In the testimony, faculty recalled Quick saying at a Jan. 11 meeting that unionization “would create an adversarial relationship,” and that unionized faculty from Dornsife, Roski and the International Academy “would not be wanted on the Academic Senate.” Quick echoed these statements in emails sent throughout the months preceding the vote, in which he urged non-tenure track faculty to reconsider voting to join the union. The petitioners claimed that the language in these emails as well as in his spoken statements was threatening enough to prevent some faculty from voting.
Petitioners also objected to Clark’s attempt to remedy faculty grievances prior to the vote as a way to convince faculty that unionization was unnecessary, a claim that Palencia rejected in the report. However, she sustained faculty objections to pay increases that Quick introduced as little as a week prior to the vote, writing that these actions in conjunction with the threats to faculty governance were enough to render the vote invalid.

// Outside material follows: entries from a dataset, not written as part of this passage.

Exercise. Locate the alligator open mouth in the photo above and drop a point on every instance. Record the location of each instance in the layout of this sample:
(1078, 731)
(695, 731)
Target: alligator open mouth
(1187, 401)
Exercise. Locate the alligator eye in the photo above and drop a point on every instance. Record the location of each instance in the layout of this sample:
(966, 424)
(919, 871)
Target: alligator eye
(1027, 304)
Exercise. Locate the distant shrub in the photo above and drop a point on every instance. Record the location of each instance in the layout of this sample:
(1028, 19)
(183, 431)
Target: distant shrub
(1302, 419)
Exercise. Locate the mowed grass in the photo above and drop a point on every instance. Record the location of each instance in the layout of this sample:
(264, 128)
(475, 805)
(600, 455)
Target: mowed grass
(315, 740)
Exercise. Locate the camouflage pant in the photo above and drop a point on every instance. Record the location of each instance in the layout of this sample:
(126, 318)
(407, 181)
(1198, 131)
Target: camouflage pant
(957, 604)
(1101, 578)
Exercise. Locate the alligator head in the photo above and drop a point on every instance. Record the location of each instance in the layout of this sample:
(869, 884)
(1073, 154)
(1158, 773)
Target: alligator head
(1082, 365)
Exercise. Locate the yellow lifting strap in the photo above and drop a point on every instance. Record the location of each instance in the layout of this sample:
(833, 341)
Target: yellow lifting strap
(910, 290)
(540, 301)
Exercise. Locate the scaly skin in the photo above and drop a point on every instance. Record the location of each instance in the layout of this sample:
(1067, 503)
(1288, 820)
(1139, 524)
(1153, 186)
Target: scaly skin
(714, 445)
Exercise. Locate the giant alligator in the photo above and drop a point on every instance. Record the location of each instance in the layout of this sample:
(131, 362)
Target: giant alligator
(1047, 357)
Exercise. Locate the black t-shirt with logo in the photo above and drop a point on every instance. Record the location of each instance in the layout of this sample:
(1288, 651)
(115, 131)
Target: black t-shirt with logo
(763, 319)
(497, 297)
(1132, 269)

“Provost Quick engaged in conduct that was so aggravated as to create a general atmosphere of fear making a free election impossible,” Palencia wrote in the report.
The ruling was met with praise from SEIU Local 721 President Bob Schoonover, who wrote that the findings “make it abundantly clear” that the actions of the university administration would have consequences.
“If you engage in illegal union-busting tactics we will hold you accountable,” Schoonover said in a press release.
The University, however, has denied the allegations that it threatened to remove unionized faculty from participating in the Academic Senate. Instead, it claims that Quick’s statements on the matter were simply meant to show that SEIU, and not the University, would be in charge of faculty governance if unionization were to take place. In a letter sent to faculty on Wednesday, Quick wrote that he is a “strong supporter of faculty governance” and that he never meant to dissuade anyone from voting.
“I believe that the initial vote — the will of the majority — should be respected,” Quick wrote in the letter. “I also know that a re-vote would be burdensome. But should a re-vote occur, I hope all Dornsife teaching faculty will turn out for this important vote.”
Some faculty members, however, believe that it may be too late to unionize. Andrea Parra, an associate professor of Spanish in the department of Spanish and Portuguese and a strong supporter of joining the union, said that she is hopeful that the results will be different this time around, but that nothing is guaranteed.
“I think the whole back and forth has turned people off to the issue,” Parra said. “I’m hopeful that more people will turn out, but it’s hard for me [to know]. I don’t have the crystal ball.”